With AI sessions now making up over 50% of searches worldwide monthly, what does this mean for Google?
Google’s long-running market dominance in search is wavering, with even US market share dropping from 88% in 2023 to just 75% in 2025, with ChatGPT taking 12% of traffic.
The search landscape is changing dramatically, and few things have made more of an impact than the popularisation of LLMs. Speculation surrounding the ‘death of SEO’ has risen since as the volume of traditional searches fell.
There are now 45 billion monthly AI sessions worldwide, with search-related usage or prompts now making up 28% of search globally, of which 17% is in the US, according to Graphite.
Graphite, in partnership with Similarweb, analysed more than 40,000 of the largest sites in the US to evaluate trends in organic search traffic and track if traditional SEO has drastically declined.
A series of reports, published on Five Percent, outlined the scale at which AI is used and the effect this is having on the search landscape. It identified that although SEO traffic is on a slight decline (-2.5%), the traffic rate has been relatively steady since 2023, and in fact, 2025 saw a slight increase with both Google (up by 0.8%), and other search engines (0.4%).

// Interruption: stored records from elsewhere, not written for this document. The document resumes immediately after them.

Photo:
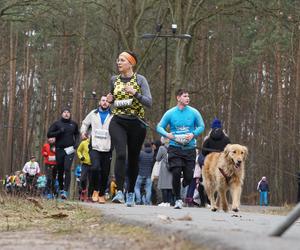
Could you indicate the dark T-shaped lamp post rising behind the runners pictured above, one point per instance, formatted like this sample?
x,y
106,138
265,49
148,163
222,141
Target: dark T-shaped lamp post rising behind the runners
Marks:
x,y
166,37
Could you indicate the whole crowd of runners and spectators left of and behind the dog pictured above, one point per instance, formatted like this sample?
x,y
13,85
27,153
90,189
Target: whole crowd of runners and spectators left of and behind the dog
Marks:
x,y
166,172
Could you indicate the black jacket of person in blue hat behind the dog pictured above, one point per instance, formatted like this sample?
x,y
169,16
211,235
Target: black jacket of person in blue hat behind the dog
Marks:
x,y
215,142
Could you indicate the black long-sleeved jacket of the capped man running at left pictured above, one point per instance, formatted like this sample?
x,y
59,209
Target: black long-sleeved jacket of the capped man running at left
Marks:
x,y
66,133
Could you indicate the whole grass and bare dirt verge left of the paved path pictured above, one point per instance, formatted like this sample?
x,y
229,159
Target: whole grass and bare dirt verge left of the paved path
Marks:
x,y
35,224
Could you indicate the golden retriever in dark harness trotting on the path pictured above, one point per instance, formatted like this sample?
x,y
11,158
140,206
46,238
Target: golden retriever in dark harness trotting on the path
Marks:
x,y
222,172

Google’s traffic decreased from 89% in 2023, to 71% in 2025. This leaves ChatGPT to command 20% of the search market (with web and app usage adjusted strictly for asking prompts) According to the report, AI is not taking over, but rather “the pie has gotten bigger”.
Search has not decreased in itself, and neither has Google. Instead, total usage of search – meaning search via LLMs and on search engines – has risen 26% worldwide, and 16% in the US year-on-year (YoY).
Traditional search engine use is plateauing, with little overall movement since 2020, suggesting the popularisation of LLMs like ChatGPT has not eaten into search engine visits.
Is the click-through era dying?
Graphite and Similarweb’s study found that AI Overviews has decreased click-through rates by more than a third (35%). However, AI Overviews only appears in 30% of searches, and prior to its launch, Google had featured snippets, which also reduced click-through rates in 80% of cases.
This mirrors research from Ahrefs, which analysed 300,000 keywords in 2025, and found click-through rates were 34.5% lower on average when an AI Overview was present. This figure increased in 2026 and now sits at 58% – outlining a clear trend.
While there is a small increase in ads being clicked, organic clicks are still ten times more. This is consistent with Google’s statement in August 2025 that, overall, total organic click volume from its search engine to websites has been “relatively stable” YoY.
Nevertheless, this is a significant shift in behaviour, which is transformational for search technology, with 83% of AI usage occurring on mobile apps.
A huge spike in monthly AI usage worldwide (outside of the US) occurred since the start of 2025. This increase is dominated by ChatGPT, which has claimed almost 90% of LLM sessions worldwide, followed by Gemini (4%), and Perplexity (2.4%).
Shopping and retail see big gains in traffic
This could mean a seismic shift for advertisers, with AEO (AI engine optimisation) becoming increasingly more important, and new advertising techniques developed to suit LLM input.
Of the top 10 sites, six have seen positive changes in SEO traffic, including Reddit, YouTube, Facebook, Fandom, and Instagram. The remaining four sites have seen varying degrees of negative traffic changes – Wikipedia has seen a 3% drop, followed by Amazon (-1%), Yahoo (-1%), and most notably, Quora site traffic has dropped by 45%.
SEO traffic also fluctuated according to category, too. The site categories that were most negatively affected were health conditions (-18%), cooking (-15%), and celebrities and entertainment (-13%).
The biggest winners were shopping portals (up 12%), clothing (8%), and marketplace (8%) – illustrating the favourable landscape for retailers. While both social networks and world news and media saw a 4% increase, too.